Avrebbero potuto chiedere chi volessero emulare oppure chi era la persona
ideale secondo loro, invece usarono proprio la parola “EROE”.
Così scoprii che Ricky Martin, Mike Piazza, Mike Jordan e Brittney
Spears sono in realtà degli eroi... Mi venne una tristezza incredibile,
quando realizzai che i Muzio Scevola della storia erano stati rimpiazzati
da cantanti ed atleti, le cui imprese “eroiche” sono solo degli
exploit nel loro campo di lavoro, per quanto eccezionali o appariscenti
possano essere. Come si può paragonare il loro successo all’eroismo di
chi pone la propria vita a rischio per salvarne altre? Come si può
scegliere di rendere triviale l’eroismo, inserendo nella schiera degli
eroi questi pur valenti rappresentanti del mondo dello spettacolo o dello
sport?

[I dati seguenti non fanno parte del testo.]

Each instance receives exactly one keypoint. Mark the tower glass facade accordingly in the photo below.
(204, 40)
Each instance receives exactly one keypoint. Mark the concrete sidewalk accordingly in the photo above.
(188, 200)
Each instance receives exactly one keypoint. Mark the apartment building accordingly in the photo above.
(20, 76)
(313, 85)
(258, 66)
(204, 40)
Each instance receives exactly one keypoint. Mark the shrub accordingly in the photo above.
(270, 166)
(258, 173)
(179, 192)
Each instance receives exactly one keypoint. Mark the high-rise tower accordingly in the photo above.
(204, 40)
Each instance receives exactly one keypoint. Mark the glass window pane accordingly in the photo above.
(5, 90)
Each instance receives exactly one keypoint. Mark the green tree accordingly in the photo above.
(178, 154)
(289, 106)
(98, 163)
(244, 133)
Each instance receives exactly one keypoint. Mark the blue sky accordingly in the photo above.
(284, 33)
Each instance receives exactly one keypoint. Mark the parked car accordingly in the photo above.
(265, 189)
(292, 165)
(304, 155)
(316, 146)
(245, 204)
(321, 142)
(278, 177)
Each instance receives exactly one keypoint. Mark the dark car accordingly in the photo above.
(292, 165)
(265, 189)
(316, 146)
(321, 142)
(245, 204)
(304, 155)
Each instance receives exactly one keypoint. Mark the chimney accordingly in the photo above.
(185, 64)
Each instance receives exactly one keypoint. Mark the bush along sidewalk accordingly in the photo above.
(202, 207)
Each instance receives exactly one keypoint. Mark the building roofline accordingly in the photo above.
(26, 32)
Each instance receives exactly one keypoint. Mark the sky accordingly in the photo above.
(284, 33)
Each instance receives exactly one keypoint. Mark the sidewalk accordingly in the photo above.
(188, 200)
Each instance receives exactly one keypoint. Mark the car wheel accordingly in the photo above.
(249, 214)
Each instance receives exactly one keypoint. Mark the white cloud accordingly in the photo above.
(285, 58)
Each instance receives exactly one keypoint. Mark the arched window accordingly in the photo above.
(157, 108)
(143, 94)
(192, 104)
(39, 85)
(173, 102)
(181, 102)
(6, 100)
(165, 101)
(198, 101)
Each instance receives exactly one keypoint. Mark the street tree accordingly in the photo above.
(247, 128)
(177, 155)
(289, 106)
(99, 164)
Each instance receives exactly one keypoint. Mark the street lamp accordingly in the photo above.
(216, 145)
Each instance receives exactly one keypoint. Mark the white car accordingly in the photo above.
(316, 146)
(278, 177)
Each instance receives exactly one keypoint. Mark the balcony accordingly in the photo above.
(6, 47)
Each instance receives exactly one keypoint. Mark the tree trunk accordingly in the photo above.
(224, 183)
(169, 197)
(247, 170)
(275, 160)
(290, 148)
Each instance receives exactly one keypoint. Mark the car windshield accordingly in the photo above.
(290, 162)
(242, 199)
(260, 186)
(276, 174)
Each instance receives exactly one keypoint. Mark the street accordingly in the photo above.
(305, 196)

Verissimo che questo nuovo uso della parola “eroe” nel gergo
americano è accettato da molti, perché allora non trovare un vocabolo più
adeguato?
La definizione di eroe che ho trovato nel dizionario è “chi
dà prova di straordinario coraggio e abnegazione; chi si sacrifica per
affermare un ideale” o anche “Nelle civiltà primitive, figura mitica,
essere eccezionale al quale la comunità attribuisce imprese prodigiose;
nel mito classico, uomo nato da una divinità e da un mortale, dotato di
eccezionali virtù”. Abnegazione è definita come “rinuncia,
sacrificio di sé, della propria volontà”, quindi molti di noi
potrebbero essere considerati eroi, se non fosse per la parola
“straordinario”. I nostri sacrifici, le nostre rinunce per ottenere
una solidità finanziaria per la famiglia e dare una vita migliore ai
nostri figli, persino tutte le ore dedicate agli altri nell’arco di
un’attività di volontariato, per quanto possano apparire straordinari e
giganteschi a noi stessi ed ai nostri cari, rientrano sempre in una
normalità accettata ed accettabile dai molti. Ed ecco che entriamo in
merito al Tour de France... Che c’entra il Tour, direte voi? C’entra,
eccome.
Ho
avuto la fortuna d’essere presente alla partenza della 14° tappa del
Tour de France presso Cape d’Agde, nell’amabilissima Provenza.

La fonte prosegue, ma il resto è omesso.